Le nouveau projet n’a pas montré une grande détermination pour accélérer la normalisation des activités informelles qui gangrènent l’économie depuis plusieurs années (manque à gagner fiscal pour l’Etat et concurrence déloyale pour le secteur formel).
Les incitations favorisant le développement durable (économie d’énergie, économie d’eau…, etc.) n’ont pas trouvé la place qu’elles méritent dans ce nouveau code.
L’avantage accordé aux entreprises de recruter un personnel d’encadrement de nationalité étrangère, dans une limite de 30% du total du personnel d’encadrement, va à l’encontre de l’objectif de baisser le chômage.
N’est-il pas plus opportun de cibler davantage cette faveur en la limitant aux secteurs à forte valeur ajoutée?!
Et si on codifie le plus important ?
Sortir un nouveau code aujourd’hui est-il la priorité de l’économie tunisienne ?
La réponse est non. On se trompe de bataille. Dans un tel contexte, où l’entrepreneur a perdu l’enthousiasme d’investir et la volonté de recruter, il est inimaginable de déplomber son comportement, même avec le meilleur code de la planète. La bataille est plus sur le terrain sécuritaire et social.
L’entrepreneur, aussi bien tunisien qu’étranger, a besoin d’une détermination politique pour assainir le climat sécuritaire et social.
Il a besoin d’un gouvernement courageux pour siffler l’arrêt du jeu de notre sport national: «contourner la loi ou ne pas la respecter», afin qu’il puisse regarder sa confiance.
Il a besoin d’un gouvernement audacieux pour engager les réformes structurelles, et non d’un gouvernement qui hésite de s’inscrire sérieusement dans une dynamique de réforme.
Bref, L’entrepreneur a besoin d’un gouvernement qui dispose d’une vision claire et crédible.
L’effort considérable doit être engagé pour assainir le climat sécuritaire et rénover l’appareil administratif, et instaurer les pratiques de bonne gouvernance, plutôt que de chercher à multiplier les incitations dans un environnement miné par le désordre et l’insécurité.
Le port de la ceinture, le droit des piétons, la propreté des villes et des toilettes dans les lieux publics, sont autant d’indices pour évaluer le degré de civisme et du respect de la loi dans une société.

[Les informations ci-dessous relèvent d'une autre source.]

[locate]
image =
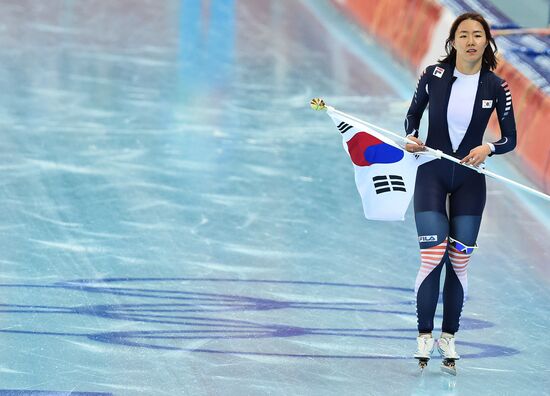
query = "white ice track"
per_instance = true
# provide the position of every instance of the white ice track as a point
(175, 220)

Des indices déterminants pour savoir comment une société, se retrouvant dans l’incapacité de faire respecter la loi, pourrait rendre justice à un homme d’affaires étranger en cas de conflit?

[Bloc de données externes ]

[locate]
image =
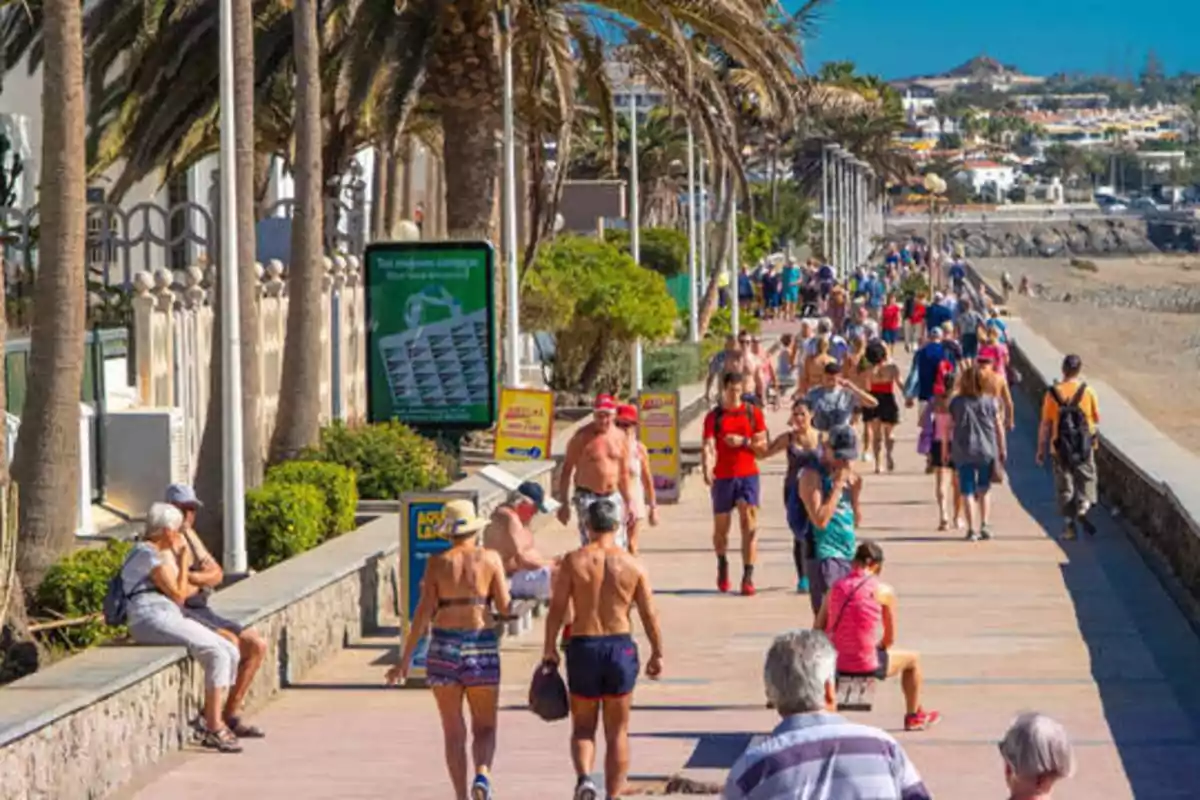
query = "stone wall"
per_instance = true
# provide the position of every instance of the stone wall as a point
(90, 723)
(1051, 238)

Fini le capitalisme du temps de Zola. Aujourd’hui, nous sommes en présence d’une nouvelle génération d’entrepreneurs qui accordent de l’importance aux simples détails de la vie courante dans le pays hôte.
En somme, l’instauration d’un Etat de droit est incontournable pour dynamiser l’investissement.
L’entrepreneur étranger a toujours les yeux rivés sur le respect de la loi, le climat sécuritaire et l’état de l’infrastructure. Aujourd’hui, il est certain que la nébuleuse terroriste n’est pas prête de s’éteindre. Et il est aussi quasi certain que le site-Tunisie ne sera pas prisé par les investisseurs étrangers. Cependant, rester tétanisé par la barbarie des assassins du Bardo ou de l’Avenue Mohamed V, reviendrait à leur rendre les armes.
C’est par le courage politique, la fermeté dans l’application de la loi et l’audace dans le déclenchement des grandes réformes, que la haine sera vaincue et que la croissance sera de retour.
Source : Cet article a été publié dans le ‘‘Billet économique de Mac SA’’ (n°25 décembre 2015) sous le titre : «Le nouveau code d’investissement est-il soluble dans une société décodée?»